The irony here is that the NKs (and of course us market monetarists) can only succeed by making our models obsolete—thrown into the dustbin of history—and by allowing the RBC-types to take over what little is left of macro.

     http://www.themoneyillusion.com/?m=201205&paged=5

     Of course, the return to the era of good feeling in macro-brought about by it's being eclipsed will be achieved by the Fed following Sumner's NGDP rule. Then macroeconoics truly will be as "tranquil" as Stephen Williamson wants it to be.

1 comment:

  1. It's funny...I think one could argue that both SW and Krugman are partially correct here. During the earlier times SW discusses, the underlying assumptions of macro models and the policy views of Dems vs Republicans were seemingly more diverse (Republicans today are far more accepting/encouraging of govt action on many levels). So the two sides are closer together today. However, that statement is far from saying the state of macro is good.

    Sumner is also partially correct, as long as GDP growth remains positive and unemployment remains low, most macroeconomists will start worrying about other issues or countries.

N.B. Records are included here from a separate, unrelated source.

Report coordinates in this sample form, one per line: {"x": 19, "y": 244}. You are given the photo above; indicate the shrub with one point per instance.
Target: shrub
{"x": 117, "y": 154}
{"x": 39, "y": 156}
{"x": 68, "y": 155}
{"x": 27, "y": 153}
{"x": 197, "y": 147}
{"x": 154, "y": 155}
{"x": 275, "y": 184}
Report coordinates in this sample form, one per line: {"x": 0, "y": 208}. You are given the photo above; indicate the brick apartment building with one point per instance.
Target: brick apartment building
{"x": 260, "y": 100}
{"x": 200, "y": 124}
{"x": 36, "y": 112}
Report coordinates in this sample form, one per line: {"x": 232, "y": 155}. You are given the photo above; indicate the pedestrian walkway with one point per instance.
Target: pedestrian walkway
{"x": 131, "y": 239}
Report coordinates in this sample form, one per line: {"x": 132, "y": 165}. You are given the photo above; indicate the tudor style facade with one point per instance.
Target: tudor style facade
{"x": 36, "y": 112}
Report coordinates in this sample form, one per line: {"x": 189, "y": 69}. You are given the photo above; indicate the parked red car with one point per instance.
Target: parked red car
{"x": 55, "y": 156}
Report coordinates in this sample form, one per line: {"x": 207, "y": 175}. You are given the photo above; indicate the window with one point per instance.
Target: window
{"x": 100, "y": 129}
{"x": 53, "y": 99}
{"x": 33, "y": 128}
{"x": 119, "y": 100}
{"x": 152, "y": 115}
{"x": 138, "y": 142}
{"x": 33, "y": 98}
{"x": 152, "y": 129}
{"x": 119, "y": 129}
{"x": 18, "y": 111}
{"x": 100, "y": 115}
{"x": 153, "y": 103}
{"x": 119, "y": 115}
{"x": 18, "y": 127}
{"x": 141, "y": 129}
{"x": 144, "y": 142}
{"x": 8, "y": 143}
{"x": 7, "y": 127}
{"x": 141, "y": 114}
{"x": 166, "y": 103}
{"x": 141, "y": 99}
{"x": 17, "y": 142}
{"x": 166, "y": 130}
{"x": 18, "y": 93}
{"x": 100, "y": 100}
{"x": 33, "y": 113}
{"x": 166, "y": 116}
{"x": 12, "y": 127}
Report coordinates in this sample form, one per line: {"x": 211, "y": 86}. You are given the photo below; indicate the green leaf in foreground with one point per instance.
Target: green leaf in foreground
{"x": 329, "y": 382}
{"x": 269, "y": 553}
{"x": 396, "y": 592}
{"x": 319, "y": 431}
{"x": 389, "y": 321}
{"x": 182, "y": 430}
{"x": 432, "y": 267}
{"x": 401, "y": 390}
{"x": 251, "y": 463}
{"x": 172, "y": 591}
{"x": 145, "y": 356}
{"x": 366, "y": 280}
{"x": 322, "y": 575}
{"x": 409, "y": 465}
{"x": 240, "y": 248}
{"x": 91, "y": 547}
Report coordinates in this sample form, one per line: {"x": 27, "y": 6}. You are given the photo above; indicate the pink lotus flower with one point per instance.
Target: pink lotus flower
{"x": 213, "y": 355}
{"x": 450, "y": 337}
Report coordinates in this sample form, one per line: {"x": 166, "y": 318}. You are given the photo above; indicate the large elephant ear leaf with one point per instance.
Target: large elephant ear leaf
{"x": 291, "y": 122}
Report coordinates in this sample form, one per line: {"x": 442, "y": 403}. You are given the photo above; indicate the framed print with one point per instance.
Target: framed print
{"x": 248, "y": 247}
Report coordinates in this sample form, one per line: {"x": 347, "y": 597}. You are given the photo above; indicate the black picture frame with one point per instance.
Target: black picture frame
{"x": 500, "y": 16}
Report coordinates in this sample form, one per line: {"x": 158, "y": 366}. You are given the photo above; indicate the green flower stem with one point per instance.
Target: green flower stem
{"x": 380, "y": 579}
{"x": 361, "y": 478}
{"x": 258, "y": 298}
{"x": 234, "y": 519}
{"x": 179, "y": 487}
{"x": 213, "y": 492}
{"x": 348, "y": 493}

Unfortunately, this ignores the reasons why the macro-economy is stable and whether those underlying features are sustainable. In the most recent case, an underlying private credit boom was taking place that could not continue indefinitely due to the effects of compound interest. Unsurprisingly, current macro models ignore private debt and interest expenses, which left them blind to the developing crisis.

    Sumner may have his day when NGDP targeting is implemented, but that will only lead to its failure and demise. A tranquil macro may only occur if everyone accepts the discipline as a failure (which I'm hopeful won't occur).